Social Media Use, Ad Budgets On Rise
Despite the general state of the economy, falling advertising budgets and continued debate over the marketing usefulness of social media, budgets allocated to social media in 2010 are bucking the downward trend. For the photo stock industry, the channel holds dual interest: It is becoming an important collective user of imagery and video and an equally important marketing resource.
November data from Trendstream and Lightspeed Research shows that close to 80 million people (over 42% of all Internet users) uploaded photos to the Internet, and over 15% uploaded video. While most of this visual content is personal -- such as profile head shots of family imagery -- much is not.
Consider that about 13% of this particular survey's respondents (an estimated 17.4 million U.S. Internet users) manage their own blog -- and this survey dealt with the general public, not the subset of blogs that exist specifically for the purposes of marketing. Technorati has indexed 133 million blogs since 2002; its latest statistics say that the world generates an average of 900,000 blog posts every 24 hours.
There are still no statistics as to how many of these posts are accompanied by pictures or what percentage of these originated from sources other than the post's author. However, given the extraordinarily large size of the whole, even a very small market share can amount to very significant dollars.

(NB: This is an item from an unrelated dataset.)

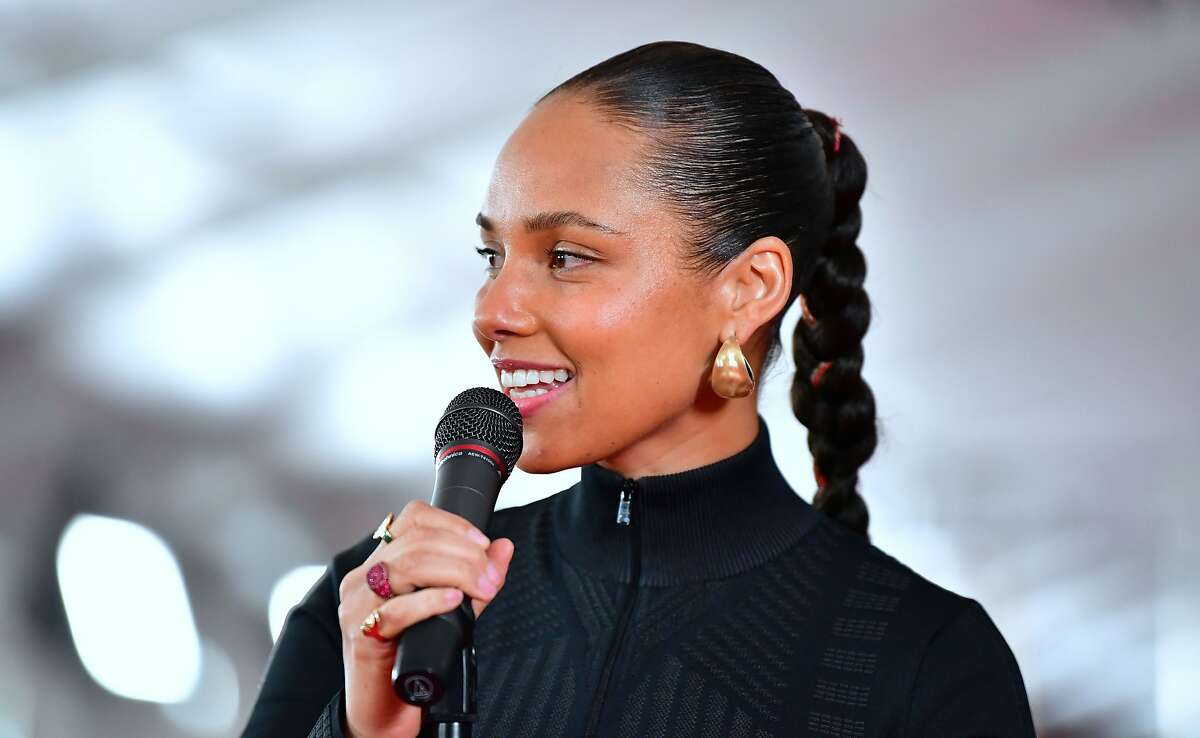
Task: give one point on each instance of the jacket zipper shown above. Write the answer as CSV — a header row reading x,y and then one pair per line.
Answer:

Projected 2010 Social Media Marketing Budgets
Furthermore, online image uses are likely to continue rising alongside rising advertising budgets. MarketingSherpa's 2010 Social Media Marketing Benchmark Report predicts that social marketing activities will benefit from significant budget increases in all industries. Researchers found that in the current economic climate, budgets for social media are growing at the expense of other marketing tactics -- for example, by shifting print ad dollars online, where activities are more measurable.
MarketingSherpa's findings underscore that social-media marketing is a labor-intensive activity. Marketers plan to spend 60% of their budgets on salaries, covering staffers blogging and other content-generating activities. However, an average 20% of the social-media budget will go outside the organization to agencies, consultancies and other service providers -- showing there is an actual allocation for expenses such as licensing imagery.